Unlocking Project-Scale Work with “Compaction”

The standout feature is its native ability to handle “long-running, detailed work.” For the first time, a model has been natively trained to operate across multiple context windows through a novel process called compaction. This allows it to work coherently over millions of tokens in a single task by intelligently pruning its history while preserving critical context.

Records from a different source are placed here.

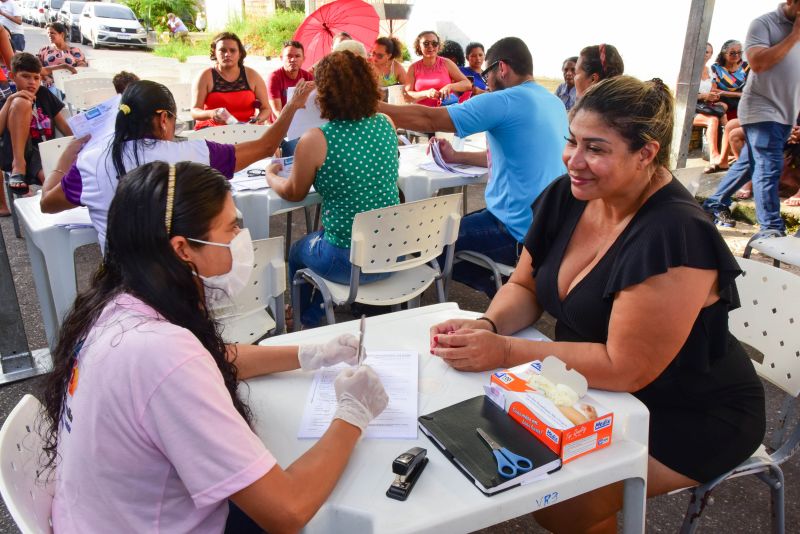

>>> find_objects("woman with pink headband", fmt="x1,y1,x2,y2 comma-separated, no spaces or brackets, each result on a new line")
575,44,625,98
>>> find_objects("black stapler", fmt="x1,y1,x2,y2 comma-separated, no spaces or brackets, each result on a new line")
386,447,428,501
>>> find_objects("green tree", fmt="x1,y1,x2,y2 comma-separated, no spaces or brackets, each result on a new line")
123,0,200,31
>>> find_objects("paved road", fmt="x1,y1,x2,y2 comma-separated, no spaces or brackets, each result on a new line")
25,24,151,70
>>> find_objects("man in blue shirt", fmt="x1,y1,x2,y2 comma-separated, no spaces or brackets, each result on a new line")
380,37,568,297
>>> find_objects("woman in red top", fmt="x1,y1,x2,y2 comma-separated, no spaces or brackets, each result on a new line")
406,31,472,107
192,32,269,130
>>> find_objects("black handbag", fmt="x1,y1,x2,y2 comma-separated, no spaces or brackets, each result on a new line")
694,102,725,117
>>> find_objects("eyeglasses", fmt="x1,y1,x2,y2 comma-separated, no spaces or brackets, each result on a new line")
481,59,505,83
156,109,186,135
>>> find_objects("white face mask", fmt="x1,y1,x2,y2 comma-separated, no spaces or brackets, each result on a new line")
187,228,254,308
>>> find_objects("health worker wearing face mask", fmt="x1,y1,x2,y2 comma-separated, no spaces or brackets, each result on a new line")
41,80,313,253
41,162,388,534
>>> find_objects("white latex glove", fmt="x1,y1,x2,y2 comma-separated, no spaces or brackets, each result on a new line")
297,334,358,371
333,365,389,434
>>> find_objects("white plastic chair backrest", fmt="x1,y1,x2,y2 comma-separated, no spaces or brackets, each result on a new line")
168,83,194,112
139,73,181,90
214,236,286,339
186,54,211,67
0,395,53,534
61,77,114,107
183,124,267,145
350,193,461,273
39,135,73,176
728,258,800,397
83,85,117,108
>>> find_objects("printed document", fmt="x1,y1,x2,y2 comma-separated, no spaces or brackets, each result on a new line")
297,350,419,439
67,95,121,149
286,87,328,141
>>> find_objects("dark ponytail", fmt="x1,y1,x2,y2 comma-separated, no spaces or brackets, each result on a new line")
375,37,403,59
111,80,176,177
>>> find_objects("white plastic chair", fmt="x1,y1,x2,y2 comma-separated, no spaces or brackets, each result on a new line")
742,230,800,267
292,194,461,328
62,75,114,111
0,395,53,534
183,124,268,145
214,237,286,345
681,258,800,533
39,135,74,176
455,250,514,291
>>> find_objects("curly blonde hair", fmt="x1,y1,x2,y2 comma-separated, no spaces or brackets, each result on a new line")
314,50,381,120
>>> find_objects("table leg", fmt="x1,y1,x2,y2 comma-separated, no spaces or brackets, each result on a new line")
42,239,78,342
19,227,58,347
622,478,647,534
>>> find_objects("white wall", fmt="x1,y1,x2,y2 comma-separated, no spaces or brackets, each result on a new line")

This breakthrough unlocks capabilities previously hindered by context limits:
* Project-scale refactors
* Deep, multi-hour debugging sessions
* Extended agent loops that can run for days

In practice, the model automatically compacts its session as it nears its context window limit, freeing up space to continue without losing progress. Internally, OpenAI has observed GPT‑5.1-Codex-Max working independently on tasks for over 24 hours, persistently iterating and fixing failures until it delivers a successful result.

In this example, GPT‑5.1-Codex-Max is independently refactoring the Codex CLI open source repository. As the session length approaches the model’s context-window, it automatically compacts the session to free up space to continue the task without losing progress. The video has been trimmed and sped up for clarity.

Enhanced Performance and Efficiency

Trained on real-world software engineering tasks—PR creation, code review, frontend coding, Q&A—the model shows substantial gains on frontier coding evaluations. It also brings practical improvements, such as being the first OpenAI model natively trained to operate effectively in Windows environments.

Benchmark Performance:
* SWE-Lancer IC SWE: 79.9% accuracy (vs. 66.3% for GPT-5.1-Codex)
* Terminal-Bench 2.0: 58.1% accuracy (vs. 52.8%)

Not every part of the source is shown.